The angry reaction to Bozdag’s “Hezbollsatan” remark by Turkey’s Alevis, however, also went to show how Turks are increasingly divided over the sectarian war in Syria.
“This is how they are; they call it ‘the party of Allah’ when they receive help from [Hezbollah]. But when [Hezbollah] sides with the Alevis, they turn it into the ‘Party of Satan,’" Huseyin Aygun, a deputy from the main opposition Republican Peoples Party (CHP), himself an Alevi, tweeted in response to Bozdag’s remarks.
Bozdag has other critics as well, even among those who once were considered to be in the Islamist camp. One such critic is Ahmet Hakan, a widely read columnist for Hurriyet. Hakan, a Sunni, pointed out in his column May 28 that Hezbollah was until recently hailed by many in Turkey for its “legendary resistance to Israel.”
Also pointing to the assistance Assad is receiving from Moscow, Hakan went on to write, “[Mr.
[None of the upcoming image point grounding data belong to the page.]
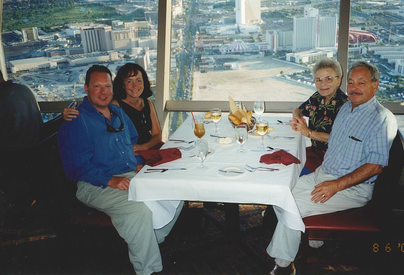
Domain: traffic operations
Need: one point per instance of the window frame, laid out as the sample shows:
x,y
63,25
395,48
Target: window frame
x,y
164,105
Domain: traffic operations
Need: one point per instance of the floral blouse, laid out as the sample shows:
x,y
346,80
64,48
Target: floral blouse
x,y
321,116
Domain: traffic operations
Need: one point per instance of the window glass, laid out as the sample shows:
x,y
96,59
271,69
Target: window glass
x,y
249,49
49,45
376,35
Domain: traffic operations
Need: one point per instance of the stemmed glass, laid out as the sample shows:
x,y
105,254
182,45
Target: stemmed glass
x,y
201,150
259,107
241,136
199,128
262,129
216,115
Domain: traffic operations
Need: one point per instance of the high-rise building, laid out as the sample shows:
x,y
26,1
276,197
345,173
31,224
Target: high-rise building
x,y
30,34
248,12
312,31
95,39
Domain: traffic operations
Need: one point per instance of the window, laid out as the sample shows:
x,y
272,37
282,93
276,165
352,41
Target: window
x,y
248,49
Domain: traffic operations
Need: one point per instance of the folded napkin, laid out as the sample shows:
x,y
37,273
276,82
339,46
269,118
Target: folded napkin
x,y
280,156
156,157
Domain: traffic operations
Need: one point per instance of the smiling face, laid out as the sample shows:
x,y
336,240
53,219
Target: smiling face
x,y
133,85
360,86
99,90
327,89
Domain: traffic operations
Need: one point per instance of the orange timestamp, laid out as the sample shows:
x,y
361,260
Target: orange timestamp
x,y
392,247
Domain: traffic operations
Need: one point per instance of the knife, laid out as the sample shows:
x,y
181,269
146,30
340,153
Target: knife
x,y
181,140
158,169
229,171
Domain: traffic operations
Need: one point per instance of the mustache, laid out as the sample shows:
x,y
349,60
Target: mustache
x,y
355,93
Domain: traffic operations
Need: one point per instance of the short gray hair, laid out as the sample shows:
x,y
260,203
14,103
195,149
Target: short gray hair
x,y
326,63
374,71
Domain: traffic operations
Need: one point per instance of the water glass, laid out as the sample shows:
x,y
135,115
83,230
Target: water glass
x,y
241,136
259,107
262,129
201,150
216,115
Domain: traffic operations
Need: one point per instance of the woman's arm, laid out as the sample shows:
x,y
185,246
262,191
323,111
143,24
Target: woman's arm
x,y
155,132
300,125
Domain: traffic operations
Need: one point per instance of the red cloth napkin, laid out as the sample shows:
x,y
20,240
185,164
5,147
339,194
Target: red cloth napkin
x,y
156,157
280,156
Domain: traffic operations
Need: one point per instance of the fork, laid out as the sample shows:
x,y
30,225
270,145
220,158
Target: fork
x,y
253,169
186,148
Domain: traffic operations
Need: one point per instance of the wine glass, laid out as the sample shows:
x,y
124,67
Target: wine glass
x,y
241,136
259,107
201,150
216,115
199,128
262,129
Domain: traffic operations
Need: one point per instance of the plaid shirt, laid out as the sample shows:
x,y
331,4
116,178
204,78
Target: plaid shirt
x,y
321,116
361,136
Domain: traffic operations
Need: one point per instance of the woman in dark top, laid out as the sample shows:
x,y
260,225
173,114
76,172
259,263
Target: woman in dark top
x,y
321,109
131,93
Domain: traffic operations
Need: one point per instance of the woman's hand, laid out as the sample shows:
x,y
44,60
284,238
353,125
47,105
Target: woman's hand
x,y
300,125
70,113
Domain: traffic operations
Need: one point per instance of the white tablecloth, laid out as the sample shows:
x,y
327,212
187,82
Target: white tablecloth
x,y
271,188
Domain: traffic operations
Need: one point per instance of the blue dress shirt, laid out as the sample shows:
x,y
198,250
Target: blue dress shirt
x,y
359,136
90,153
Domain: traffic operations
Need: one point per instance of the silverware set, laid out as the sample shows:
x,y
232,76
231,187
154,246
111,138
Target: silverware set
x,y
186,148
253,169
162,170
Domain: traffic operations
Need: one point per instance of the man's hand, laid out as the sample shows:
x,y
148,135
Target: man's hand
x,y
324,191
70,113
138,167
121,183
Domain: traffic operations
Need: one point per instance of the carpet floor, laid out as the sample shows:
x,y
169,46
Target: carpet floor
x,y
195,246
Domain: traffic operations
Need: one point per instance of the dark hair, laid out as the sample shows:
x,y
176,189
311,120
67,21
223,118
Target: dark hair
x,y
373,70
128,70
96,68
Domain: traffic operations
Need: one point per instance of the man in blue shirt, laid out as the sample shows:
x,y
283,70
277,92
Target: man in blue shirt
x,y
96,150
358,149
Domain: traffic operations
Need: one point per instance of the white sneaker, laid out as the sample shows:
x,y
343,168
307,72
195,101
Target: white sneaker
x,y
316,244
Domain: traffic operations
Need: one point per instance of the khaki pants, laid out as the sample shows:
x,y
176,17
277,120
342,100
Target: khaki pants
x,y
132,220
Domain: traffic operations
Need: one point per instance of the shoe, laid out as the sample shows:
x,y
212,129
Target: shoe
x,y
289,270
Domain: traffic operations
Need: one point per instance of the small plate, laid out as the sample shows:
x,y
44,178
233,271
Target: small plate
x,y
240,171
225,140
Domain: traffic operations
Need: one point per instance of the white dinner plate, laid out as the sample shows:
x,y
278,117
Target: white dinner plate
x,y
225,140
240,171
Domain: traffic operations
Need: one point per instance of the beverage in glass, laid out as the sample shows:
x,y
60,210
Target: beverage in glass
x,y
262,129
199,128
241,136
201,151
259,107
216,115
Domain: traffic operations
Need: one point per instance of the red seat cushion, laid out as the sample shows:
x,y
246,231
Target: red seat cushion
x,y
358,219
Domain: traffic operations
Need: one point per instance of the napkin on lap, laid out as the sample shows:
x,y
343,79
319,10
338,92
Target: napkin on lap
x,y
156,157
280,156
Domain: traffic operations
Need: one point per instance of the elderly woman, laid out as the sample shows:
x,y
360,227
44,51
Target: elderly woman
x,y
131,92
321,109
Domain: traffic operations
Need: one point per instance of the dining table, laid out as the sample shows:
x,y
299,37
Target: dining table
x,y
163,191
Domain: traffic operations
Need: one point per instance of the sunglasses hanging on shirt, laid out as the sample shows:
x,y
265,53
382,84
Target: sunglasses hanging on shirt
x,y
111,129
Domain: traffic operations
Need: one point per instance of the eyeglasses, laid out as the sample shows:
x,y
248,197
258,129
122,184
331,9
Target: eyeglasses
x,y
327,79
111,129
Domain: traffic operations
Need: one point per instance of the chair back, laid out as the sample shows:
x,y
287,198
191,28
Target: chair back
x,y
385,194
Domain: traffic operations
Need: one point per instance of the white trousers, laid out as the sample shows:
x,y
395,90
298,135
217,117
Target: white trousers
x,y
285,241
132,220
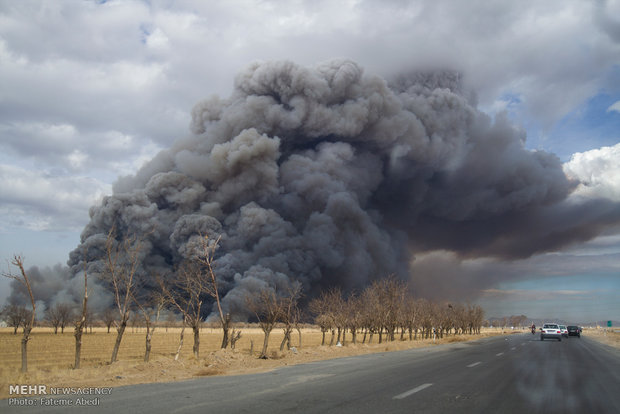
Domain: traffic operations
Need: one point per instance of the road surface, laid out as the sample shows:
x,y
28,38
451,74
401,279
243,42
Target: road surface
x,y
513,374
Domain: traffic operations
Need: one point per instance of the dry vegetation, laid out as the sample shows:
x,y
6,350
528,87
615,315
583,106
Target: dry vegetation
x,y
51,356
609,337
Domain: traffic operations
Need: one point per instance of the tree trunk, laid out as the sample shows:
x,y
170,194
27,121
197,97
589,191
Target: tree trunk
x,y
25,349
78,344
147,351
176,357
196,348
119,337
263,354
287,339
225,328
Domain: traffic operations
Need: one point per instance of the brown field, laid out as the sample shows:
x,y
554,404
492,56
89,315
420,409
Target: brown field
x,y
50,356
607,336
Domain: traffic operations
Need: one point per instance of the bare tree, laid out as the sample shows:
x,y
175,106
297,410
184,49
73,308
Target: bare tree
x,y
289,313
267,308
108,316
22,278
150,306
14,316
121,272
206,257
184,292
59,315
318,307
81,322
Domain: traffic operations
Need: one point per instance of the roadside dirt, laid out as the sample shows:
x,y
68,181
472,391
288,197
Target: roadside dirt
x,y
163,367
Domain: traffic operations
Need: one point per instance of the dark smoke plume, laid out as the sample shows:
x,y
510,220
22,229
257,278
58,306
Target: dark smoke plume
x,y
328,176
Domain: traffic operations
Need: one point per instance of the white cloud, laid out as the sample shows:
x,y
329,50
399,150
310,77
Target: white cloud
x,y
90,91
39,200
598,172
614,107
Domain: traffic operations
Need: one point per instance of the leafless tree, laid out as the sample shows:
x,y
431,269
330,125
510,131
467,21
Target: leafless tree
x,y
184,292
318,307
289,313
59,315
121,272
150,306
22,278
107,317
266,306
206,258
15,316
80,323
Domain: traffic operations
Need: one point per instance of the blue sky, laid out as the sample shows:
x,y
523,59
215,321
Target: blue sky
x,y
91,90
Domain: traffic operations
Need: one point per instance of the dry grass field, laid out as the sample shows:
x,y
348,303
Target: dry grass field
x,y
607,336
50,356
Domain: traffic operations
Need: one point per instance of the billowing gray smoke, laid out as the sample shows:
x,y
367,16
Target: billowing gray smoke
x,y
328,176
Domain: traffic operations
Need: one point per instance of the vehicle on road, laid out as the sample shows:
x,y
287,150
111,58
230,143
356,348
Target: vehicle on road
x,y
550,331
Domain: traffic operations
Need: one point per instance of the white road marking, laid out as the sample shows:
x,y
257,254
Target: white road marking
x,y
410,392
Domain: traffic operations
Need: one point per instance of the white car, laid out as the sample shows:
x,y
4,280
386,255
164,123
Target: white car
x,y
550,330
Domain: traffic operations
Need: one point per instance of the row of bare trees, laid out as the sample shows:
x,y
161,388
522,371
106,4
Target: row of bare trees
x,y
385,308
382,309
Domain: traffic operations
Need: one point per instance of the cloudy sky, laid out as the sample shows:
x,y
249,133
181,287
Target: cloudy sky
x,y
90,90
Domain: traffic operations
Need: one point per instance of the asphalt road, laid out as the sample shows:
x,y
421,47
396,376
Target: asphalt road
x,y
515,374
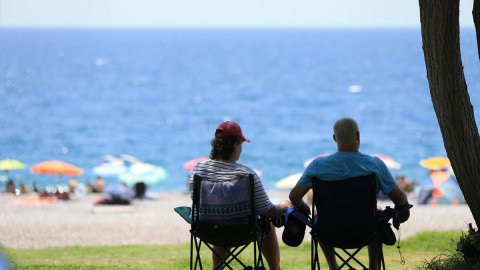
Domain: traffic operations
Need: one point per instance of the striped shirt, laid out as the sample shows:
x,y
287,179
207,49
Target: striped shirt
x,y
222,171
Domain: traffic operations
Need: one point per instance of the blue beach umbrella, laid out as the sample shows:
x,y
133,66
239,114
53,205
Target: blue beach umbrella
x,y
144,172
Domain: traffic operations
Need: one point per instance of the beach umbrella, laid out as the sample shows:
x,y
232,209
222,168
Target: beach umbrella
x,y
55,167
391,164
11,164
110,169
308,161
190,165
436,163
288,182
115,165
144,172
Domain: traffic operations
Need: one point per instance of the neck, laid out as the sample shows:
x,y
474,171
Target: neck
x,y
230,160
342,148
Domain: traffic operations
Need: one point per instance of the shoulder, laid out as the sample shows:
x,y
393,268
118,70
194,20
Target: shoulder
x,y
246,170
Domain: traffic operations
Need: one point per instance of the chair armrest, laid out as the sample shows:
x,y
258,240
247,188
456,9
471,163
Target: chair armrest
x,y
184,212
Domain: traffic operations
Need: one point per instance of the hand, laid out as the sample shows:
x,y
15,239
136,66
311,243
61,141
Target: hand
x,y
305,208
285,204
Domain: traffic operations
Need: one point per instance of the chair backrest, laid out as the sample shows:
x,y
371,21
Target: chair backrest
x,y
223,211
346,211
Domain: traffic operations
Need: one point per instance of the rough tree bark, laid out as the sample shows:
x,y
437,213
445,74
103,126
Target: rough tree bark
x,y
448,89
476,20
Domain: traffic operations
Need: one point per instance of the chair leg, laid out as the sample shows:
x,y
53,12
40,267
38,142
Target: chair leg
x,y
351,256
315,262
381,258
198,261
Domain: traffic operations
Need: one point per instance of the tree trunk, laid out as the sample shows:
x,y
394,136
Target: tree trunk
x,y
476,20
441,47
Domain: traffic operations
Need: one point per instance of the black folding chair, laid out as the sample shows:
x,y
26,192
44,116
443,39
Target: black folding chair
x,y
345,219
232,227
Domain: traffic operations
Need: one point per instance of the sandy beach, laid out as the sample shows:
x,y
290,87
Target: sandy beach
x,y
27,222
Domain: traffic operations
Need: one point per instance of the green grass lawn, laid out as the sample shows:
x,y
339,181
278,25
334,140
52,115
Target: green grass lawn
x,y
415,250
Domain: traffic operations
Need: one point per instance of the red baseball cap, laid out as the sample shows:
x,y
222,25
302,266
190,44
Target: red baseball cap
x,y
230,129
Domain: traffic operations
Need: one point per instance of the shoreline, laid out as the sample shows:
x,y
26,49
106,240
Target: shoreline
x,y
28,223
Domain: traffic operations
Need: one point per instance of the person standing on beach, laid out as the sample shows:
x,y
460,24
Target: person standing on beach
x,y
222,165
348,162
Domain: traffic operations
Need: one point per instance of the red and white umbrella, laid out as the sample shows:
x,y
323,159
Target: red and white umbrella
x,y
190,165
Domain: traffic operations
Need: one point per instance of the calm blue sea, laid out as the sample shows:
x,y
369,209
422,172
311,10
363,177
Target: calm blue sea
x,y
157,94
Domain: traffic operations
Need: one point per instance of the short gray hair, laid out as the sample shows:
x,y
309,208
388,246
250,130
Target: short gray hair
x,y
345,131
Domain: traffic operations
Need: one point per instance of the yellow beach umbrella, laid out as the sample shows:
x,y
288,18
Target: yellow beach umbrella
x,y
11,164
288,182
436,163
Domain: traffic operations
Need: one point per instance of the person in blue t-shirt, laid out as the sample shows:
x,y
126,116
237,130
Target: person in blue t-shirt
x,y
348,162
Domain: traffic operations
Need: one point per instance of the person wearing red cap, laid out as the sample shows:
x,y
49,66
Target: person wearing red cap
x,y
222,165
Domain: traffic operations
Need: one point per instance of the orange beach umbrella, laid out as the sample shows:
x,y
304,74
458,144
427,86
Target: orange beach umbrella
x,y
55,167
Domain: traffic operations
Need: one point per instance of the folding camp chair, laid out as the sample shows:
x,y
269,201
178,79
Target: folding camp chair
x,y
232,225
346,219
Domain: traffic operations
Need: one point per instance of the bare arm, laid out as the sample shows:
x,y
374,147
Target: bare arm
x,y
296,196
399,198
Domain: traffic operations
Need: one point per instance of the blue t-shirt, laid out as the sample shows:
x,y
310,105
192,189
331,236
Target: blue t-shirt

Bozdag], who does not consider calling [Russian President Vladimir] Putin ‘Satan,’ is not reluctant to refer to Hezbollah as ‘Satan,’” and accused Bozdag of “not expending a millimeter's worth of effort to understand Hezbollah’s problem.”
Meanwhile, the recent Reyhanli massacre, which the Turkish government under the administration of Prime Minister Recep Tayyip Erdogan says was perpetrated by pro-Assad elements in Turkey, has an increasing number of Turks questioning why Ankara has gotten embroiled in the Syrian crisis in this way. Bozdag’s remarks, on the other hand, have left many wondering why the Erdogan government is now actively creating new enemies in a region where Ankara has always treaded cautiously in the past by remaining impartial, given the potential for crises there to spill over into Turkey.
It seems the Erdogan government, which once set out to have good ties with everyone in the region, is going to come under increased public scrutiny in Turkey over the way it has been handling the Syrian crisis and its fallout.